Opinion
No. 18-10864
05-03-2019
Summary Calendar Appeal from the United States District Court for the Northern District of Texas
No. 3:17-CR-494-1 Before SMITH, WIENER, and WILLETT, Circuit Judges. PER CURIAM:
Pursuant to 5TH CIR. R. 47.5, the court has determined that this opinion should not be published and is not precedent except under the limited circumstances set forth in 5TH CIR. R. 47.5.4. --------
Kirk Keshler appeals his conviction of transporting and shipping child pornography in violation of 18 U.S.C. § 2252A(a)(1). In the factual basis for his guilty plea, Keshler admitted that he "knowingly transported and shipped child pornography using a means and facility of interstate and foreign commerce, and in and affecting interstate and foreign commerce by any means, including by computer." He also admitted that he used a peer-to-peer file-sharing program and the Internet to send and transmit sexually explicit images containing minors.
Keshler asserts that the factual basis is insufficient under Federal Rule of Criminal Procedure 11 because he did not admit that the offense caused the images to travel across state lines. Relying on Bond v. United States, 572 U.S. 844 (2014), Keshler contends that a conviction in the absence of such proof impermissibly intrudes on the police power of the states.
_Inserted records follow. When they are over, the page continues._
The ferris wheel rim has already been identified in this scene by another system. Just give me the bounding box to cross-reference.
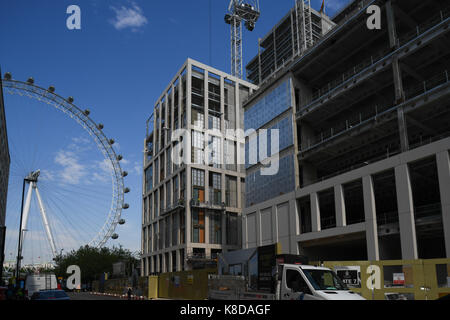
[0,78,129,248]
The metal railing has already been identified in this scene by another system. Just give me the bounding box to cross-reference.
[301,70,449,152]
[300,8,450,110]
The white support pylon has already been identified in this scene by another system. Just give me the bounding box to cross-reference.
[20,182,33,244]
[20,170,58,258]
[34,183,58,258]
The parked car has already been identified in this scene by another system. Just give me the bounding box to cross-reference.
[0,287,8,301]
[31,290,70,300]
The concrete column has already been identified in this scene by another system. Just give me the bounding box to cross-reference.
[289,199,299,254]
[222,212,227,246]
[436,150,450,258]
[386,0,398,48]
[395,164,418,260]
[203,209,211,245]
[311,193,321,232]
[270,204,280,243]
[272,30,278,71]
[363,176,380,261]
[386,0,409,152]
[258,38,262,85]
[334,185,347,227]
[255,209,262,247]
[152,109,158,158]
[178,75,183,128]
[291,11,295,57]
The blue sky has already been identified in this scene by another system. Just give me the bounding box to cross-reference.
[0,0,349,264]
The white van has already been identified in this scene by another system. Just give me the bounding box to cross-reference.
[25,273,58,297]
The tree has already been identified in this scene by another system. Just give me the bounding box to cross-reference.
[54,246,139,283]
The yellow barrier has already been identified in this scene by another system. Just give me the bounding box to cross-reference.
[156,269,217,300]
[314,259,450,300]
[148,276,158,299]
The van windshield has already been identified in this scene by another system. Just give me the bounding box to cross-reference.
[302,269,349,290]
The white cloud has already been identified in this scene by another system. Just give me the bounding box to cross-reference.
[111,2,148,31]
[55,150,87,185]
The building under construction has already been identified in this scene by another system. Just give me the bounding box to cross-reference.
[246,0,335,85]
[141,59,257,275]
[243,0,450,260]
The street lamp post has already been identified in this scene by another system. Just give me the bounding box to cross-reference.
[16,178,27,285]
[16,170,40,285]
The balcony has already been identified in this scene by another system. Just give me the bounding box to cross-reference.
[189,199,225,211]
[161,199,186,216]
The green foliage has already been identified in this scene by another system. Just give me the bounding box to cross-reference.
[54,246,139,283]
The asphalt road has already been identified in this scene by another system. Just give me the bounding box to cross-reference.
[67,292,124,301]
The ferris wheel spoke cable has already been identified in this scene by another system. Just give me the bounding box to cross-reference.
[4,73,128,258]
[42,195,90,248]
[38,184,105,234]
[34,182,89,248]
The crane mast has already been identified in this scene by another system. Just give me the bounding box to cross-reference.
[225,0,260,79]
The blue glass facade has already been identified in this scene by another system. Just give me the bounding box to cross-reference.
[245,114,294,168]
[244,80,292,130]
[245,154,295,207]
[244,79,295,207]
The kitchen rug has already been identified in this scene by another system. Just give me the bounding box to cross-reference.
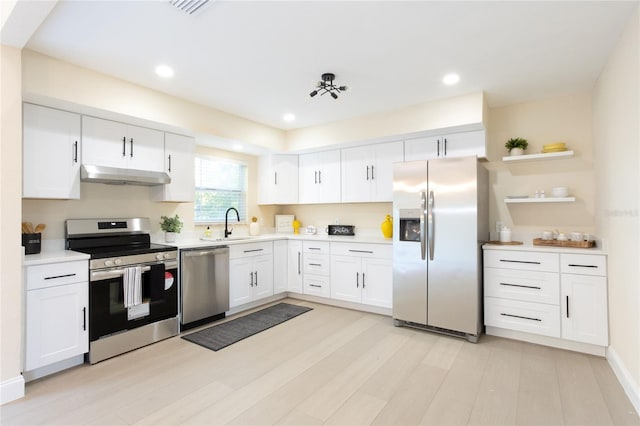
[182,303,312,351]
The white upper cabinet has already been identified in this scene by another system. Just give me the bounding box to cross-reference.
[404,130,487,161]
[298,150,340,204]
[22,103,81,199]
[342,141,404,203]
[258,155,298,204]
[82,116,165,172]
[151,133,195,203]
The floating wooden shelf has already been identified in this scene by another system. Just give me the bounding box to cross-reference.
[504,197,576,204]
[502,151,573,163]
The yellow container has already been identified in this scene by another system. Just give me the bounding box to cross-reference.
[380,214,393,238]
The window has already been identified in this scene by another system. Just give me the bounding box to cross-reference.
[194,157,247,223]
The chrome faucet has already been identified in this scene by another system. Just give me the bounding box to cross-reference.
[224,207,240,238]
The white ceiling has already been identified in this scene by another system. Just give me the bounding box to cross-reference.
[18,0,639,129]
We review Keshler's forfeited objection for plain error. See Puckett v. United States, 556 U.S. 129, 135 (2009). To establish plain error, Keshler must show a forfeited error that is clear or obvious and affects his substantial rights. See id. If he makes such a showing, we have the discretion to correct the error, but only if it seriously affects the fairness, integrity, or public reputation of judicial proceedings. See id.
We have rejected similar challenges. See, e.g., United States v. McCall, 833 F.3d 560, 564-65 (5th Cir. 2016); United States v. Looney, 606 F. App'x 744, 746-47 (5th Cir. 2015). Given the current state of the law, as Keshler concedes, the finding that there was a sufficient factual basis for his guilty plea was not a clear or obvious error. See Puckett, 556 U.S. at 135. He raises the issue to preserve it for further review.
The judgment is AFFIRMED. The government's motions for summary affirmance and, alternatively, for an extension of time to file its brief, are DENIED.